In the west we call this hypocricy. "It's bad to kill animals, so you do it -- medium well please."

Posted
the most shocking thing ive seen in the market is live skinned frogs. :o put bhuddism next to that.

i believe you can tell if a fish is fresh by it not smelling too fishy & a lack of sunken eyes.

I was in a Market in Ubon and I bought a Bucket of baby frogs, I was taking them to a big resevoir to let them go, the people in the market thought I was nuts buying frogs with no intention of eating them.

Only 30 Baht per Bucket.

I would do much the same. Mother breeds the green tree frogs.

Posted

If the OP has a problem with live fish in the market there is an easy answer - buy the fish, walk to the nearest river and release them. The reward for this is a dose of good karma and god (sorry freudian slip - good) luck.

I was with a Thai family some months back on a Making Merit day and (then) i didn't figure out why they bought half a dozen cafish other than to eat. These things were in a bag in the car as we drove to the temple and they accompanied us to the monk. Then some short while later they were taken to a nearby lake and released ... blessed and happy. I was told of the good karma story then.........
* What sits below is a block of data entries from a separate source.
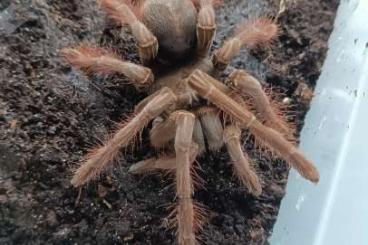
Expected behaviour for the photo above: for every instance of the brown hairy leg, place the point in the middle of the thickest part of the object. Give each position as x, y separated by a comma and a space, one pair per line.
241, 162
212, 127
256, 32
163, 131
206, 27
201, 83
124, 13
184, 183
101, 157
246, 84
98, 60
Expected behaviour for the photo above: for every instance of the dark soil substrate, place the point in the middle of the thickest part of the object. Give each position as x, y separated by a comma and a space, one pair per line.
50, 115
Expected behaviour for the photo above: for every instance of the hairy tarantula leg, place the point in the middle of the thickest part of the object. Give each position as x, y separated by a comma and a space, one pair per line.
206, 27
241, 161
212, 127
256, 32
243, 82
184, 184
163, 131
90, 59
166, 163
101, 157
201, 83
121, 12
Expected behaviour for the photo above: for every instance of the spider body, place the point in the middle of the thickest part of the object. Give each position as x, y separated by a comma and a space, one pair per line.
190, 107
174, 28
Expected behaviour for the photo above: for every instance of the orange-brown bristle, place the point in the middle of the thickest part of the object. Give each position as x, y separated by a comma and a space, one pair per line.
85, 58
201, 3
123, 11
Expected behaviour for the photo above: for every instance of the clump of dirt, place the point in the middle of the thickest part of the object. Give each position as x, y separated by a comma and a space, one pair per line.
51, 114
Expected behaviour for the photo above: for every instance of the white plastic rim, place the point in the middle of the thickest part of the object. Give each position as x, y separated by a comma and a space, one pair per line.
335, 138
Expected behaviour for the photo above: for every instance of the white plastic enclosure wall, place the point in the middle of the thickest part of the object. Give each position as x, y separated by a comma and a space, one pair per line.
335, 138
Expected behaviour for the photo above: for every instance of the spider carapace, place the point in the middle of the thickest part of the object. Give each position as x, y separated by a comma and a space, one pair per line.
191, 109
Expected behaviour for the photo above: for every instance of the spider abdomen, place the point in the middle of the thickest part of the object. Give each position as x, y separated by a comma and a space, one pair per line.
174, 24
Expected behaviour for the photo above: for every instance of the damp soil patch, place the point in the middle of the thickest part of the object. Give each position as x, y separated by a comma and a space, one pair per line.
51, 114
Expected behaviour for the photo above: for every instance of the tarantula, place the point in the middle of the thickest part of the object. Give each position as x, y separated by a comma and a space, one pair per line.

This weekend, my girlfriend bought a large bag of eels at the market and released them into the river. Why eels? asked me. "Because i don't like eels" was the answer -- the logic of this strange exchange goes like this -- if you release a fish into the water it swims away and is happy - if later you eat the same kind of fish you might just (!!) be eating the friendly ones you let go... so you have decieved it and it thought it was happy until you came back ........so better not to eat eels ................ but as she doesn't like the idea of eating eels both she and the fish are on good ground - or in good water... whatever!
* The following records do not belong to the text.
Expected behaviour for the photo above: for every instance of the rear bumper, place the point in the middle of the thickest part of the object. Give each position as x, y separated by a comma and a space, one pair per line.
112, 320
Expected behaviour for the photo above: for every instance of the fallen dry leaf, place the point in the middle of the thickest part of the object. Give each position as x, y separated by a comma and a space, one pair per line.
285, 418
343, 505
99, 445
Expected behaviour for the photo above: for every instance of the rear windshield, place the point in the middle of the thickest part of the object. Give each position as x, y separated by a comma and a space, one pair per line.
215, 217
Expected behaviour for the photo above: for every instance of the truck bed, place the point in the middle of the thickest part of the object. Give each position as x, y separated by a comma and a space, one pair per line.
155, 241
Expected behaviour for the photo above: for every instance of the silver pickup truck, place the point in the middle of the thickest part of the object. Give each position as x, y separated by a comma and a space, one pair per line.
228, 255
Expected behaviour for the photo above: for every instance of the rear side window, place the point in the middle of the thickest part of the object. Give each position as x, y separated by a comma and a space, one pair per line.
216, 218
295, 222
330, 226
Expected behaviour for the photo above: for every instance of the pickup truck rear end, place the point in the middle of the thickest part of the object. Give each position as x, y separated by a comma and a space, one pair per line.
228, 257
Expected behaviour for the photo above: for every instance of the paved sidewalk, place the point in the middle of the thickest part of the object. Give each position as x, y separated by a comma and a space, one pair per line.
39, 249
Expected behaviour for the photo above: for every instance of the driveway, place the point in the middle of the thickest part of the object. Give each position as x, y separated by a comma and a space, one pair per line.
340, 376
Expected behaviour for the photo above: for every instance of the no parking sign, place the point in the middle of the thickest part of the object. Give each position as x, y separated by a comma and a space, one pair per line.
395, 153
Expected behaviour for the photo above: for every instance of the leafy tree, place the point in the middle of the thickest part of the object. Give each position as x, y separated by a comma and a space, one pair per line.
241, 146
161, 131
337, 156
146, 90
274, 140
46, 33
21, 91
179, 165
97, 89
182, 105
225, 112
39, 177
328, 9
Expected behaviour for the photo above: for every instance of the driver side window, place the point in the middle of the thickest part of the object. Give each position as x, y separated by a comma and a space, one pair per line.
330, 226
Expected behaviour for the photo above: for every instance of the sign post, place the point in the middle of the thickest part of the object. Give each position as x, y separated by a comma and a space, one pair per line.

And, just for good measure I also put a couple of fish into the river - but as I have no idea what kind they were I can eat any fish with a clear concience :o

Posted
If the OP has a problem with live fish in the market there is an easy answer - buy the fish, walk to the nearest river and release them. The reward for this is a dose of good karma and god (sorry freudian slip - good) luck.

I was with a Thai family some months back on a Making Merit day and (then) i didn't figure out why they bought half a dozen cafish other than to eat. These things were in a bag in the car as we drove to the temple and they accompanied us to the monk. Then some short while later they were taken to a nearby lake and released ... blessed and happy. I was told of the good karma story then.........

This weekend, my girlfriend bought a large bag of eels at the market and released them into the river. Why eels? asked me. "Because i don't like eels" was the answer -- the logic of this strange exchange goes like this -- if you release a fish into the water it swims away and is happy - if later you eat the same kind of fish you might just (!!) be eating the friendly ones you let go... so you have decieved it and it thought it was happy until you came back ........so better not to eat eels ................ but as she doesn't like the idea of eating eels both she and the fish are on good ground - or in good water... whatever!

And, just for good measure I also put a couple of fish into the river - but as I have no idea what kind they were I can eat any fish with a clear concience :o

I don't think you get the point of the OP. The point is not about you eating the fish or not. It is about why not create less sufferings when you can. And my answer to the OP is, sorry for a late one, "convenience".

And for setting free fish and birds, it is just hypocrisy, or at least unconscious hypocrisy(not criticizing). It does not help the whole picture at all. It does no help to prevent cruelty towards animals thence reducing sufferings.